China's present claim to Tibet is based entirely on the influence that Mongol and Manchu emperors exercised over Tibet in the thirteenth and eighteenth centuries, respectively.
As Genghis Khan's Mongol Empire expanded toward Europe in the west and China in the east in the thirteenth century, the Tibetan leaders of the Sakya school of Tibetan Buddhism concluded an agreement with the Mongol rulers in order to avoid the otherwise inevitable conquest of Tibet. They promised political allegiance and religious blessings and teachings in exchange for patronage and protection. The religious relationship became so important that when Kublai Khan conquered China and established the Yuan dynasty, he invited the Sakya Lama to become the Imperial Preceptor and supreme pontiff of his empire.
The relationship that developed and still exists today between the Mongols and Tibetans is a reflection of the close racial, cultural and especially religious affinity between the two Central Asian peoples. To claim that Tibet became a part of China because both countries were independently subjected to varying degrees of Mongol control, as the PRC does, is absurd. The Mongol Empire was a world empire; no evidence exists to indicate that the Mongols integrated the administration of China and Tibet or appended Tibet to China in any manner. It is like claiming that France should belong to England because both came under Roman domination, or that Burma became a part of India when the British Empire extended its authority over both territories.
This relatively brief period of foreign domination over Tibet occurred 700 years ago. Tibet broke away from the Yuan emperor before China regained its independence from the Mongols with the establishment of the native Ming dynasty. Not until the eighteenth century did Tibet once again come under a degree of foreign influence.
The Ming dynasty, which ruled China from 1368 to 1644, had few ties to and no authority over Tibet. On the other hand, the Manchus, who conquered China and established the Qing dynasty in the seventeenth century, embraced Tibetan Buddhism as the Mongols had and developed close ties with the Tibetans. The Dalai Lama, who had by then become the spiritual and temporal ruler of Tibet, agreed to become the spiritual guide of the Manchu emperor. He accepted patronage and protection in exchange. This "priest-patron" relationship, which the Dalai Lama also maintained with numerous Mongol Khans and Tibetan nobles, was the only formal tie that existed between the Tibetans and Manchus during the Qing dynasty. If did not, in itself, affect Tibet's independence.

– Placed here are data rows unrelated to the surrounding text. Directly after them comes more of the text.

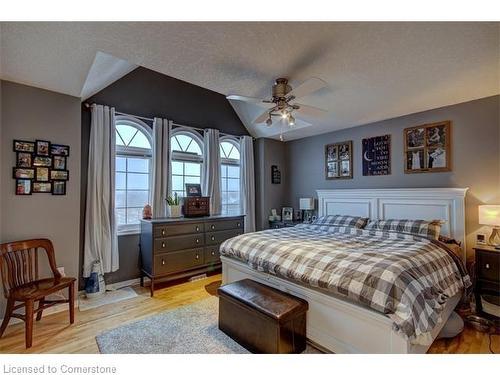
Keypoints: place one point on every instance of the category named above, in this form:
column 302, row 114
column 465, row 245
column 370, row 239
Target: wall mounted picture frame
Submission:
column 23, row 173
column 377, row 155
column 58, row 187
column 42, row 148
column 61, row 150
column 24, row 160
column 338, row 160
column 42, row 187
column 428, row 148
column 23, row 146
column 23, row 187
column 59, row 175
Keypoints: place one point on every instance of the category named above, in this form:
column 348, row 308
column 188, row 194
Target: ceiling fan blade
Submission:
column 262, row 118
column 245, row 99
column 307, row 87
column 308, row 110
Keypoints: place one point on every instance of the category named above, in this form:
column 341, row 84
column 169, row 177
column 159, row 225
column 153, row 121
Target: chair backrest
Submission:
column 19, row 262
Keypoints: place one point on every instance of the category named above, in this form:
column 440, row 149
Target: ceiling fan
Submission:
column 281, row 102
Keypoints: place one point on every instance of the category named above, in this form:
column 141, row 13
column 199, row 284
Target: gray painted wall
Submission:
column 147, row 93
column 269, row 152
column 30, row 113
column 475, row 157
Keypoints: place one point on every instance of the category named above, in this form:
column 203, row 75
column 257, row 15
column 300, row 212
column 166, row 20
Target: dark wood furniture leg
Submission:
column 40, row 309
column 28, row 320
column 8, row 313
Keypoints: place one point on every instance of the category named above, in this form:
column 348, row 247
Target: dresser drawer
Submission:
column 223, row 225
column 488, row 265
column 179, row 242
column 177, row 229
column 218, row 237
column 178, row 261
column 212, row 254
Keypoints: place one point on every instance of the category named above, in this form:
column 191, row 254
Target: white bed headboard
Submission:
column 447, row 204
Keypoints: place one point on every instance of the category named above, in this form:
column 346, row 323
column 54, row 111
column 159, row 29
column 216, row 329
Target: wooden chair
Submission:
column 21, row 283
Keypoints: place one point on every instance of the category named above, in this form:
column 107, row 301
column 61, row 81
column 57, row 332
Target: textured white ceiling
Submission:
column 374, row 71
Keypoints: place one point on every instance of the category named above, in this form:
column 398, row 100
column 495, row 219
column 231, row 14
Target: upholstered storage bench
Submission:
column 262, row 319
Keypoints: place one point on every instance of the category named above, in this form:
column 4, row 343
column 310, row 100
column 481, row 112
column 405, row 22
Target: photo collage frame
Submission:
column 41, row 167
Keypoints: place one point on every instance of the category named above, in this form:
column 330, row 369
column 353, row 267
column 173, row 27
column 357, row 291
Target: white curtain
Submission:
column 247, row 182
column 210, row 183
column 161, row 166
column 101, row 241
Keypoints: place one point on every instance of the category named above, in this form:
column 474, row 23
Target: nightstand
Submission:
column 487, row 269
column 283, row 224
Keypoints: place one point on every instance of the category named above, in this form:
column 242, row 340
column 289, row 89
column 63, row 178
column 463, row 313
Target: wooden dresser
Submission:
column 183, row 247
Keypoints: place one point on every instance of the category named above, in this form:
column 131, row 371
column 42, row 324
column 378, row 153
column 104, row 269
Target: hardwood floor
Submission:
column 53, row 334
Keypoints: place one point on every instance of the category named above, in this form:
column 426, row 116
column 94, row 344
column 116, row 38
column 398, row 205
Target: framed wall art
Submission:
column 338, row 160
column 428, row 148
column 41, row 167
column 377, row 155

On the political level, some powerful Manchu emperors succeeded in exerting a degree of influence over Tibet. Thus, between 1720 and 1792 the Manchu emperors Kangxi, Yong Zhen and Qianlong sent imperial troops into Tibet four times to protect the Dalai Lama and the Tibetan people from foreign invasion or internal unrest. It was these expeditions that provided them with influence in Tibet. The emperor sent representatives to the Tibetan capital, Lhasa, some of whom successfully exercised their influence, in his name, over the Tibetan government, particularly with respect to the conduct of foreign relations. At the height of Manchu power, which lasted a few decades, the situation was not unlike that which can exist between a superpower and a neighboring satellite or protectorate. The subjection of a state to foreign influence and even intervention in foreign or domestic affairs, however significant this may be politically, does not in itself entail the legal extinction of that state. Consequently, although some Manchu emperors exerted considerable influence over Tibet, they did not thereby incorporate Tibet into their empire, much less China.

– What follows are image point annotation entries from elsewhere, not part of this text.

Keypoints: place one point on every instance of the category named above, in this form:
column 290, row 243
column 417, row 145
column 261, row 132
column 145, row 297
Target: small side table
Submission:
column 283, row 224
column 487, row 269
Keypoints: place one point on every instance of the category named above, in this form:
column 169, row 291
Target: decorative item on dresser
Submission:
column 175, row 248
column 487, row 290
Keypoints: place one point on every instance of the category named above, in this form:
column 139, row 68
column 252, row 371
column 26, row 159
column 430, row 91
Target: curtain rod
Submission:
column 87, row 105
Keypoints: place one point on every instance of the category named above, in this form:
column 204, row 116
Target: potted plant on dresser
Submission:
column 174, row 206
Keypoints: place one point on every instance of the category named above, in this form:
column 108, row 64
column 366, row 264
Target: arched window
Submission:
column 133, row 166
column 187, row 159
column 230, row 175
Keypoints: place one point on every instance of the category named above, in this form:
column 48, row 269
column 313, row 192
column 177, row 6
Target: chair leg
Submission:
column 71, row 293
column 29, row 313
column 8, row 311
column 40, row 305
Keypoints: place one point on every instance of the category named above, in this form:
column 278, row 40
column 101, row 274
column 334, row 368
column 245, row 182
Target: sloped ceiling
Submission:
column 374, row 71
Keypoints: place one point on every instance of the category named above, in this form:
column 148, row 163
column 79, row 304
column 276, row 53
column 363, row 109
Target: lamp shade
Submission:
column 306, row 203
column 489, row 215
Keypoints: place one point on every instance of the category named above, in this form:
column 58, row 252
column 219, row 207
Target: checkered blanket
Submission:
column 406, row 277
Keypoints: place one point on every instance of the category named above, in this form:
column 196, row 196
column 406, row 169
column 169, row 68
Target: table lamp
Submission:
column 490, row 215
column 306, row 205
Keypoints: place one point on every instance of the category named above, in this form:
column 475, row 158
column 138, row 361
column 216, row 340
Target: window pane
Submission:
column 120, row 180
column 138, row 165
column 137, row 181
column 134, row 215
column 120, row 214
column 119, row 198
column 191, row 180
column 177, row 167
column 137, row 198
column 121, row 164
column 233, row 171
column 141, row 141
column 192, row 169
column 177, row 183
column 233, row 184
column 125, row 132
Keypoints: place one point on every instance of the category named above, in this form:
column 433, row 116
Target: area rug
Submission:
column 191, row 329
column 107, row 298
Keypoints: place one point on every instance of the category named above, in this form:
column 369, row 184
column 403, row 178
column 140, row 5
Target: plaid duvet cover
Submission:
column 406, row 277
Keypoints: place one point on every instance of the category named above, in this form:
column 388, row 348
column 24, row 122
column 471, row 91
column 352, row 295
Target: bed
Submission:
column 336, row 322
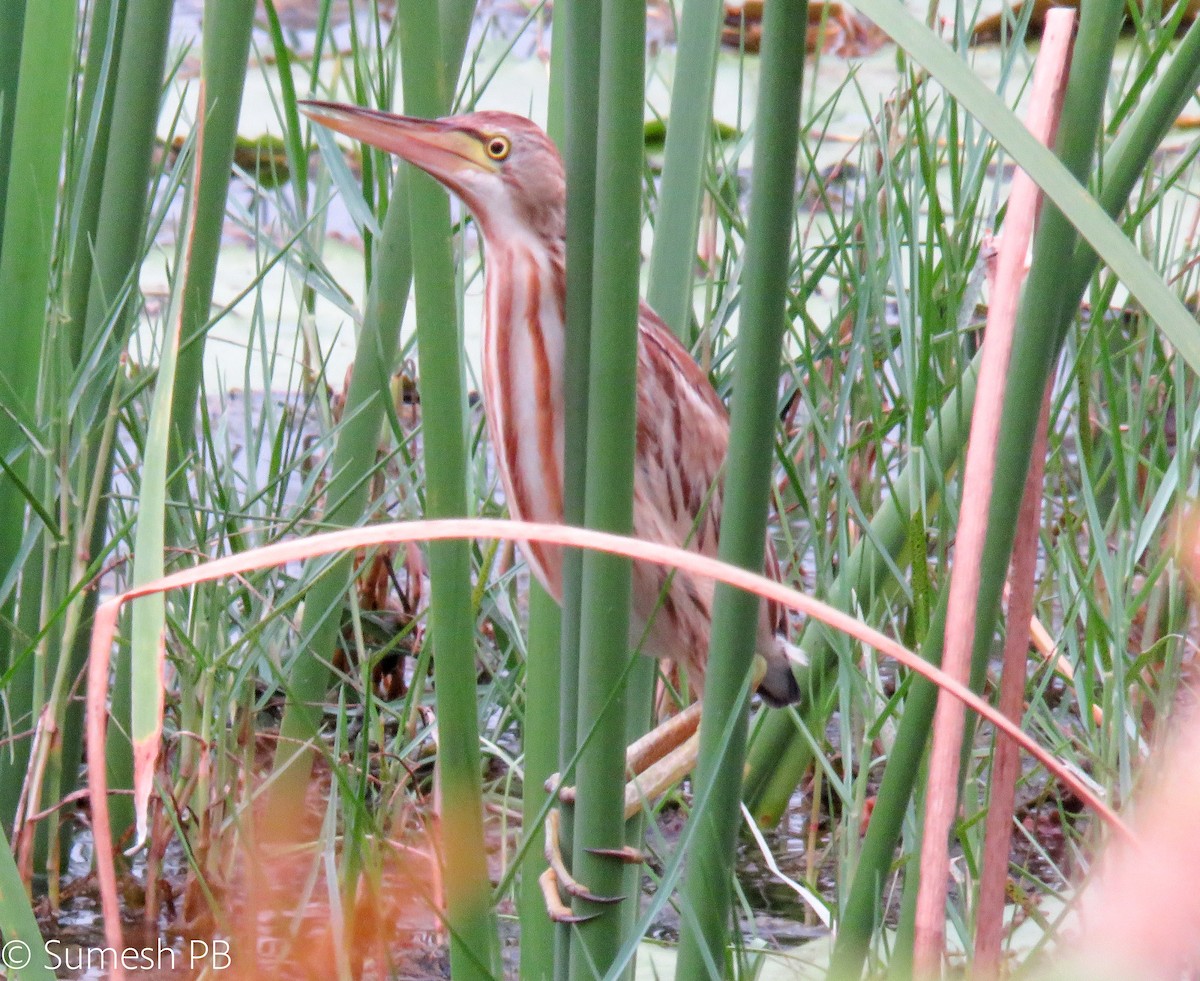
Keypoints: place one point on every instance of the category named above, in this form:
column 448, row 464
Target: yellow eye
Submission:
column 498, row 148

Manchu influence did not last for very long. It was entirely ineffective by the time the British briefly invaded Tibet in 1904, and ceased entirely with the overthrow of the Qing dynasty in 1911, and its replacement in China by a native republican government. Whatever ties existed between the Dalai Lama and the Qing emperor were extinguished with the dissolution of the Manchu Empire.
From 1911 to 1950, Tibet successfully avoided undue foreign influence and behaved, in every respect, as a fully independent state. The 13th Dalai Lama emphasized his country's independent status externally, in formal communications to foreign rulers, and internally, by issuing a proclamation reaffirming Tibet's independence and by strengthening the country's defenses. Tibet remained neutral during the Second World War, despite strong pressure from China and its allies, Britain and the US. The Tibetan government maintained independent international relations with all neighboring countries, most of whom had diplomatic representatives in Lhasa.
The attitude of most foreign governments with whom Tibet maintained relations implied their recognition of Tibet's independent status. The British government bound itself not to recognize Chinese suzerainty or any other rights over Tibet unless China signed the draft Simla Convention of 1914 with Britain and Tibet, which China never did. Nepal's recognition was confirmed by the Nepalese government in 1949, in documents presented to the United Nations in support of that government's application for membership.
The turning point in Tibet's history came in 1949, when the People's Liberation Army of the PRC first crossed into Tibet. After defeating the small Tibetan army, the Chinese government imposed the so-called "17-Point Agreement for the Peaceful Liberation of Tibet" on the Tibetan government in May 1951. Because it was signed under duress, the agreement was void under international law. The presence of 40,000 troops in Tibet, the threat of an immediate occupation of Lhasa and the prospect of the total obliteration of the Tibetan state left Tibetans little choice.
It should be noted that numerous countries made statements in the course of UN General Assembly debates following the invasion of Tibet that reflected their recognition of Tibet's independent status. Thus, for example, the delegate from the Philippines declared: "[I]t is clear that on the eve of the invasion in 1950, Tibet was not under the rule of any foreign country." The delegate from Thailand reminded the assembly that the majority of states "refute the contention that Tibet is part of China." The US joined most other UN members in condemning the Chinese "aggression" and "invasion" of Tibet.
In the course of Tibet's 2000-year history, the country came under a degree of foreign influence only for short periods of time in the thirteenth and eighteenth centuries. Few independent countries today can claim as impressive a record. As the ambassador for Ireland at the UN remarked during the General Assembly debates on the question of Tibet, "[f]or thousands of years, or for a couple of thousand years at any rate, [Tibet] was as free and as fully in control of its own affairs as any nation in this Assembly, and a thousand times more free to look after its own affairs than many of the nations here."
From a legal standpoint, Tibet has to this day not lost its statehood. It is an independent state under illegal occupation. Neither China's military invasion nor the continuing occupation has transferred the sovereignty of Tibet to China. As pointed out earlier, the Chinese government has never claimed to have acquired sovereignty over Tibet by conquest. Indeed, China recognizes that the use or threat of force (outside the exceptional circumstances provided for in the UN Charter), the imposition of an unequal treaty or the continued illegal occupation of a country can never grant an invader legal title to territory. Its claims are based solely on the alleged subjection of Tibet to a few of China's strongest foreign rulers in the thirteenth and eighteenth centuries. If other countries were to make such tenuous claims based on their imperial past, how seriously would they be taken? Are we not, in even considering the merits of China's arguments, accepting the right of powerful modern rulers to invade foreign countries in order to recreate lost empires of their ancestors?